Había
previsto con esmerado detalle dotar a toda la infraestructura, donde se
ubicaban los desplazados, de un medio de información altamente valorado en el momento: colocar en los
barracones un altavoz. También se habilitó uno de ellos como capilla, con todo
lo necesario. Posteriormente se invitó al señor obispo para que bendijera aquel
lugar de culto y este asignó a un sacerdote para la administración de los
oficios litúrgicos. Todo el mundo, al parecer, quedó contento, si acaso
faltaron algunos, los más reticentes, que no mostraron ningún agrado. Cuando llegara la hora diaria de la misa, los feligreses podían asistir plenamente a la
misma, en un acto de hermandad. Comoquiera
que llegara el buen tiempo, muchos dejaron de asistir a ella. A partir de
entonces, empleaban aquella hora en hacer sus compras en el economato de la empresa.
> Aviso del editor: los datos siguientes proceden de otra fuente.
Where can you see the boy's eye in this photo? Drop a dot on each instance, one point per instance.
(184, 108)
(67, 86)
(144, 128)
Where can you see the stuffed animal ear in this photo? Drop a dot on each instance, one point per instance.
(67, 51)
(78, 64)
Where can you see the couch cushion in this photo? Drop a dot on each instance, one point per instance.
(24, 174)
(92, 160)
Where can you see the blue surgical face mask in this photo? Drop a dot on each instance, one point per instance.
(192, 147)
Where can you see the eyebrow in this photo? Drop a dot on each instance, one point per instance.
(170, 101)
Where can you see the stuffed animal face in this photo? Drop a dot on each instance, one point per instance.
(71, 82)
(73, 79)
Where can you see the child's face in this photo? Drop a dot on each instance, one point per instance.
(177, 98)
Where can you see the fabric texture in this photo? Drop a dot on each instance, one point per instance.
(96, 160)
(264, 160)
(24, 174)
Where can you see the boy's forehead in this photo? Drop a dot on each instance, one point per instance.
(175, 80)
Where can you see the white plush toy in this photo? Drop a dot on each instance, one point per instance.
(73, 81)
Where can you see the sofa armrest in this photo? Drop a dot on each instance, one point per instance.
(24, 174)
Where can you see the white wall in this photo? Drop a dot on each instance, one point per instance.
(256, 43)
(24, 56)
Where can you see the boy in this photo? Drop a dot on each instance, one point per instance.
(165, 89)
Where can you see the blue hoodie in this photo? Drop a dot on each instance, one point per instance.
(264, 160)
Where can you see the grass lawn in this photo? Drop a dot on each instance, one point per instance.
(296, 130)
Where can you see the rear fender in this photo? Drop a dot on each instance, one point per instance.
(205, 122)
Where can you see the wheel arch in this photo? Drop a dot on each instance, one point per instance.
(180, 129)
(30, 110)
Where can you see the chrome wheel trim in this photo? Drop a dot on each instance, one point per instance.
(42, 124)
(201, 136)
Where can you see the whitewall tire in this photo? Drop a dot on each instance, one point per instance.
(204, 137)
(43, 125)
Como el grado de participación se había reducido
drásticamente por tal motivo, pensó el administrador de los sacramentos que
sería mejor que se cerrase el establecimiento en la hora crítica. Tocó los resortes apropiados y consiguió que se
cerrara. A la gente no le cayó nada bien la decisión impuesta por redaños, y como
la construcción de la presa iba un poco atrasada, optaron por echar aquella
hora como extra y ya comprarían sus provisiones por la noche.
Cuando el ingeniero, que llevaba a cargo a todos aquellos
trabajadores, se enteró de que estos habían cambiado la forma de vivir debido a
la insistencia de aquel clérigo decidido a que se oyeran sus discursos más que
la Santa Biblia, optó por mediar en el asunto. Simplemente se había equivocado al
llevar aquel asunto y pidió al párroco que dejara de administrar su servicios eclesiásticos
y se marchara. Y así lo hizo. El sufrido personal retomó sus
actividades rutinarias y dejó de echar tantas horas extras. Cuando le
interesaba a alguno asistir a las liturgias, se desplazaba tranquilamente al
pueblo de al lado. Y no porque le obligaban.